0.04724447 0.04100957 0.05727609 0.06020518 0.17631101 0.04596512 0.06125064

       207             216            235

0.04501627 0.05087598 0.05863139

>

Information technology indicates potential influential observations for ten information points. This tells us that we need to pay attending to observations 5, nine, 12, 28, 39, 79, 106, 207, 216 and 235. If we also run into these points standing out in other diagnostics, then more investigation might be warned.

Data for influence.measures() function. Grand = # (predictor)

Fortunately, it is non necessary to compute all the preceding quantities separately (although it is possible). R provides the convenience office influence.measures(), which simultaneously calls these functions (listed in Tabular array four.iii). Note that the cut-off listed in Table 3 is merely a suggestive point. It doesn't mean we e'er need to delete the points which are outside of cutting-off points.

> summary(influence.measures(lm3))

Potentially influential observations of

lm(formula = pctfat.brozek ~ age + fatfreeweight + neck + factor(bmi),  information = fatdata) :

       dfb.1_ dfb.age dfb.ftfr dfb.neck dfb.f(oo dffit   cov.r   melt.d   hat

 5     0.35  -0.xx   -0.01    -0.24     0.32        0.43_*  0.99    0.04   0.05

9     0.00   0.01   -0.04     0.01     0.02       -0.05    1.06_*  0.00   0.04

12    -0.04   0.00   -0.15     0.10    -0.04       -0.18    1.07_*  0.01   0.06

28     0.02   0.03    0.04    -0.03     0.02       -0.04    1.09_*  0.00   0.06_*

39    -0.81   0.x    0.33     0.47    -0.43        0.97_*  1.13_*  0.19   0.18_*

55     0.12   0.x    0.20    -0.21     0.20       -0.33    0.90_*  0.02   0.02

79    -0.02   0.06    0.00     0.01    -0.03        0.07    i.07_*  0.00   0.05

98    -0.05  -0.03    0.02     0.03    -0.16       -0.24    0.90_*  0.01   0.01

106     0.57   0.19    0.41    -0.65     0.16        0.69_*  0.94_*  0.09   0.06_*

138   -0.09  -0.05   -0.x     0.13    -0.17        0.25    0.93_*  0.01   0.01

182   -0.24   0.06    0.07     0.thirteen    -0.01       -0.35    0.90_*  0.02   0.02

207     0.00   0.00    0.00     0.00     0.00        0.00    1.07_*  0.00   0.05

216   -0.21  -0.15   -0.45     0.39     0.03        0.51_*  0.97    0.05   0.05

225   0.15  -0.12   -0.05    -0.07    -0.03       -0.xxx    0.90_*  0.02   0.01

235   0.02   0.00    0.02    -0.02     0.02       -0.03    1.08_*  0.00   0.06

>

There is a lot I am non covering hither. There is a vast literature around choosing the best model (covariates), how to proceed when assumptions are violated, and what to do about collinearity amid the predictors (Ridge Regression/LASSO). If anyone is interested we could have a cursory overview of a fun topic for dealing with multicollinearity: Ridge Regression.

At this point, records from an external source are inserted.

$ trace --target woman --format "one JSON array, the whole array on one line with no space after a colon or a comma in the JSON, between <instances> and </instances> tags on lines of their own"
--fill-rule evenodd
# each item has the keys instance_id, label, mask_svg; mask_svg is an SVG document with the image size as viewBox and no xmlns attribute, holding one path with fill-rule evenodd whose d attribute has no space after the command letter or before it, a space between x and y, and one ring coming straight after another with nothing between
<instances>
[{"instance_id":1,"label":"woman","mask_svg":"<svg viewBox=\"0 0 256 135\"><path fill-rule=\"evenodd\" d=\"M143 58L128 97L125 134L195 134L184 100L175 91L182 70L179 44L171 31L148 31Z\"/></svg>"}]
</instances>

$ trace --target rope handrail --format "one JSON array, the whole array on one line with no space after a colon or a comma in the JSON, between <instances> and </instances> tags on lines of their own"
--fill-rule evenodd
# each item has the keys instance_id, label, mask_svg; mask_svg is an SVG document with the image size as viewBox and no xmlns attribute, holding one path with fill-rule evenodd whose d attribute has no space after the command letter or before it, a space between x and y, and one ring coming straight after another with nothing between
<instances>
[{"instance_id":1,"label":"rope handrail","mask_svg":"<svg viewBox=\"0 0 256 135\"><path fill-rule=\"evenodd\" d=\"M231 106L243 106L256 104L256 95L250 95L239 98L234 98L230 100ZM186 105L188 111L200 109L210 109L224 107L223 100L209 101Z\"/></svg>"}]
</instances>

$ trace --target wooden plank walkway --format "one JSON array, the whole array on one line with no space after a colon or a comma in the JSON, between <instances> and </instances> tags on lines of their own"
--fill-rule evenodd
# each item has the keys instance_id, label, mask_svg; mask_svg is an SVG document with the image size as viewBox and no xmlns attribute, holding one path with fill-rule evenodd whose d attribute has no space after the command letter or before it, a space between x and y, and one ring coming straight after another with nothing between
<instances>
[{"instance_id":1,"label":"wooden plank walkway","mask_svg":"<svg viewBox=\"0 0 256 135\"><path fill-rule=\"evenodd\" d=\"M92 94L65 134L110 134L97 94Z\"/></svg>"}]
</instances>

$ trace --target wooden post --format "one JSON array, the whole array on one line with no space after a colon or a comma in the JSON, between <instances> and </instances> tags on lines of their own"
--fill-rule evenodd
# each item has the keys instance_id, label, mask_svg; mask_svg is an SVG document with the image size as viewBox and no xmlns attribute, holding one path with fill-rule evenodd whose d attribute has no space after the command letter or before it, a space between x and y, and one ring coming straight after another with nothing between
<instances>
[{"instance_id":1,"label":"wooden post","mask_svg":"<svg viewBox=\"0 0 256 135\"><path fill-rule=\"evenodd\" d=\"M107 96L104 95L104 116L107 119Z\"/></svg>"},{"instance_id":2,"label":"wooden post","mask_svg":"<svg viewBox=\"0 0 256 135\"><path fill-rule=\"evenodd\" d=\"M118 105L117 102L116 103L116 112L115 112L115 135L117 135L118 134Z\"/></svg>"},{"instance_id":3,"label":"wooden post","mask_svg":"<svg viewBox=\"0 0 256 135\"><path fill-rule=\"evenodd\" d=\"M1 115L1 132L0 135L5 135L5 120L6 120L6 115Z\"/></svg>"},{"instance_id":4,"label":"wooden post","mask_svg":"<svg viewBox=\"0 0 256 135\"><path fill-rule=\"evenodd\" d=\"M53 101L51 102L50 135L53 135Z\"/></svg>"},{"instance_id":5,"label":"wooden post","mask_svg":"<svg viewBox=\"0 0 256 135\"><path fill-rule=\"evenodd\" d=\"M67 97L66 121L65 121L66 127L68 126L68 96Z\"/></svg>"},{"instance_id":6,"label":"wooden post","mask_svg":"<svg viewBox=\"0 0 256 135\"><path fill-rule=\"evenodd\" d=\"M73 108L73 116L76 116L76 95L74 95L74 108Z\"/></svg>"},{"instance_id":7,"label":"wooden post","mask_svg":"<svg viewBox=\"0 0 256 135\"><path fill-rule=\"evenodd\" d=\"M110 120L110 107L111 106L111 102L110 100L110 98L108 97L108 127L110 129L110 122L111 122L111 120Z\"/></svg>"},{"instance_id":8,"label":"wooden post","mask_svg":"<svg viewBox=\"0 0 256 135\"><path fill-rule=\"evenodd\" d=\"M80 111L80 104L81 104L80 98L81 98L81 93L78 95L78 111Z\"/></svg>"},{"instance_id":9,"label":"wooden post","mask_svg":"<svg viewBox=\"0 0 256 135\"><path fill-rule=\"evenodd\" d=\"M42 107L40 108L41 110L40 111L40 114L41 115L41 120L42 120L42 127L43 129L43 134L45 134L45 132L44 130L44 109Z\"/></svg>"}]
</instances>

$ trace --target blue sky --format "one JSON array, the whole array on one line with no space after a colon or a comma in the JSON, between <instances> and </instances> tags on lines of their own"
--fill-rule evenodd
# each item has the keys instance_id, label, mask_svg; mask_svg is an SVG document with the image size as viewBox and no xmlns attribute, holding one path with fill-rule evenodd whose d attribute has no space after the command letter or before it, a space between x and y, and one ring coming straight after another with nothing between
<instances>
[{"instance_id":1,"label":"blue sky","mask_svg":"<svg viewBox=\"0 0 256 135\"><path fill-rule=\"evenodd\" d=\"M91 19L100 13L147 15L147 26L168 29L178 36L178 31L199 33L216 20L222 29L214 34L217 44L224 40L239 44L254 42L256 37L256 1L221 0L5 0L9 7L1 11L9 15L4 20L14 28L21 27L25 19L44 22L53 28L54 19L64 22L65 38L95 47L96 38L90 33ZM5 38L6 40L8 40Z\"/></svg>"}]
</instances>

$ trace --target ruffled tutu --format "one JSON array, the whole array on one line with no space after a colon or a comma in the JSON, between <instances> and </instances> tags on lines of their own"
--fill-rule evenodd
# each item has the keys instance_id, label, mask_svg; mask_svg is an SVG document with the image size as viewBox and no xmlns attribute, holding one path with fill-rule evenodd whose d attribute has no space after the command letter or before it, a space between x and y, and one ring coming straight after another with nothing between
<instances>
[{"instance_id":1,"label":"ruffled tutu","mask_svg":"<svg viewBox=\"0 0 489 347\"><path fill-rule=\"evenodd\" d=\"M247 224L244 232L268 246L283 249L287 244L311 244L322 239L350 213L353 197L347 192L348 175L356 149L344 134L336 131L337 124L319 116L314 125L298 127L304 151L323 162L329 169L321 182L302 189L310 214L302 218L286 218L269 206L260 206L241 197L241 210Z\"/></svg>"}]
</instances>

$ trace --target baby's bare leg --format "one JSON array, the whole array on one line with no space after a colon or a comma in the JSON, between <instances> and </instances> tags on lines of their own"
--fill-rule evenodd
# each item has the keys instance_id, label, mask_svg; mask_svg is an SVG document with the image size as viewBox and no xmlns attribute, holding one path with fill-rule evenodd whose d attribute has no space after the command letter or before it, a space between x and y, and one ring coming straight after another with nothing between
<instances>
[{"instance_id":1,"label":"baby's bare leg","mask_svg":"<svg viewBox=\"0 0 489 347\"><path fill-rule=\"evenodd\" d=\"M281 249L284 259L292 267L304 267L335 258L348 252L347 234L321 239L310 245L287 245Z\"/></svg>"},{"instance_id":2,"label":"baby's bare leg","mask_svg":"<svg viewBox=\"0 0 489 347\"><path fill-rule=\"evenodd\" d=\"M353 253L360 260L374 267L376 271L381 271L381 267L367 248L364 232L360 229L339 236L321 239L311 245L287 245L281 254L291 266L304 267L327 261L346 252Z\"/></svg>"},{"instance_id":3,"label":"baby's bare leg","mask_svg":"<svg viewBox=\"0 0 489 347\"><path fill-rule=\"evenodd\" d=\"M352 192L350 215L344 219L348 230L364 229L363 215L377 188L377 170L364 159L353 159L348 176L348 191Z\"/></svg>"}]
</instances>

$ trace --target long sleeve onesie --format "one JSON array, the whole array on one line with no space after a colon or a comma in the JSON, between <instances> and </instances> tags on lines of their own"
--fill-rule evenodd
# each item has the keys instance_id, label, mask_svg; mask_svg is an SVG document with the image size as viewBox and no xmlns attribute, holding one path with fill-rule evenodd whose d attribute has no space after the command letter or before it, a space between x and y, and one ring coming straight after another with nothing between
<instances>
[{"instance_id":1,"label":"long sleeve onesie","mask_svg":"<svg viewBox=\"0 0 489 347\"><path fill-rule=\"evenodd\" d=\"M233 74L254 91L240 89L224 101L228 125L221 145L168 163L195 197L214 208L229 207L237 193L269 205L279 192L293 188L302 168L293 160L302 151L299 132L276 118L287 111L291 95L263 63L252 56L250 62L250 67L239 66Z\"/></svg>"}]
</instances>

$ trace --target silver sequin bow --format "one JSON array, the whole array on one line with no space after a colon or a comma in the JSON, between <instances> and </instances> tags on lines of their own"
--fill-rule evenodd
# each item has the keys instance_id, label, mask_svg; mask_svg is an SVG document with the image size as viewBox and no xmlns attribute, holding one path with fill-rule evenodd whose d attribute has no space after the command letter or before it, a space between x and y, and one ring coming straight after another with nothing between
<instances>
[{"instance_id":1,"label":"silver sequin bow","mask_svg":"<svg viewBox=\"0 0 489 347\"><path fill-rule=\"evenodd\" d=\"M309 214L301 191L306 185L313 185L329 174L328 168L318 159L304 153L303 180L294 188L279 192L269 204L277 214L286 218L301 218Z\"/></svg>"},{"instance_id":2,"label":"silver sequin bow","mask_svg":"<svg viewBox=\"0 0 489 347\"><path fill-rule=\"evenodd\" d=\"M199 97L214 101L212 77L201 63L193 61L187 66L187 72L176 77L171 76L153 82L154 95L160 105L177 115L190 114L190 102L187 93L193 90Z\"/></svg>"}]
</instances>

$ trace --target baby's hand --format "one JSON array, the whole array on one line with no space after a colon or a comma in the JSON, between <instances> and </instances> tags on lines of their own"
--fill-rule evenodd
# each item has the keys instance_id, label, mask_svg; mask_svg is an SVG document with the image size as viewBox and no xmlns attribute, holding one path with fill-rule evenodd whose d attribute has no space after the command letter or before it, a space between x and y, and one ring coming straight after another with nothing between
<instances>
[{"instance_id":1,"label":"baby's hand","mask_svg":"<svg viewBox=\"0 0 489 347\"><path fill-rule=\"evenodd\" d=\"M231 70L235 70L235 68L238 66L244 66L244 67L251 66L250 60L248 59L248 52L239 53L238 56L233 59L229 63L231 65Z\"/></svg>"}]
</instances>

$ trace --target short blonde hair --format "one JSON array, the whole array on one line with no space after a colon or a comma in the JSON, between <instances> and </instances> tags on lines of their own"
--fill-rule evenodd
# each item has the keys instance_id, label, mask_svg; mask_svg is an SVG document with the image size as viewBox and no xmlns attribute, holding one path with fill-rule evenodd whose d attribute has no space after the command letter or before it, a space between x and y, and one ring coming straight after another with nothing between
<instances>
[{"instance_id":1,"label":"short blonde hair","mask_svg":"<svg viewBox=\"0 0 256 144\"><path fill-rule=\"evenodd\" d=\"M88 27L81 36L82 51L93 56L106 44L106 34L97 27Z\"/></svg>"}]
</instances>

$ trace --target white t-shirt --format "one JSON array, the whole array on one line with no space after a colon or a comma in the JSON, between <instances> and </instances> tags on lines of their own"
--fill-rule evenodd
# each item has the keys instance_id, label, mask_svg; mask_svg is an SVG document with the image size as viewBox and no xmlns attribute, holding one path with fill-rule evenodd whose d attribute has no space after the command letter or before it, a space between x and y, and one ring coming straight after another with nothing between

Checking Linear Regression Assumptions in R (R Tutorial v.ii) MarinStatsLectures [Contents]

alternative accessible content

Reading:

  • VS Affiliate eleven.1-eleven.3
  • R Manual for BS 704: Sections 4.1, 4.2

Assignment:

  • Homework 4 and last projection proposal due, Homework 4 assigned.

Reference

  • Penrose, K., Nelson, A., and Fisher, A. (1985), "Generalized Torso Composition Prediction Equation for Men Using Simple Measurement Techniques" (abstract), Medicine and Scientific discipline in Sports and Practice, 17(2), 189.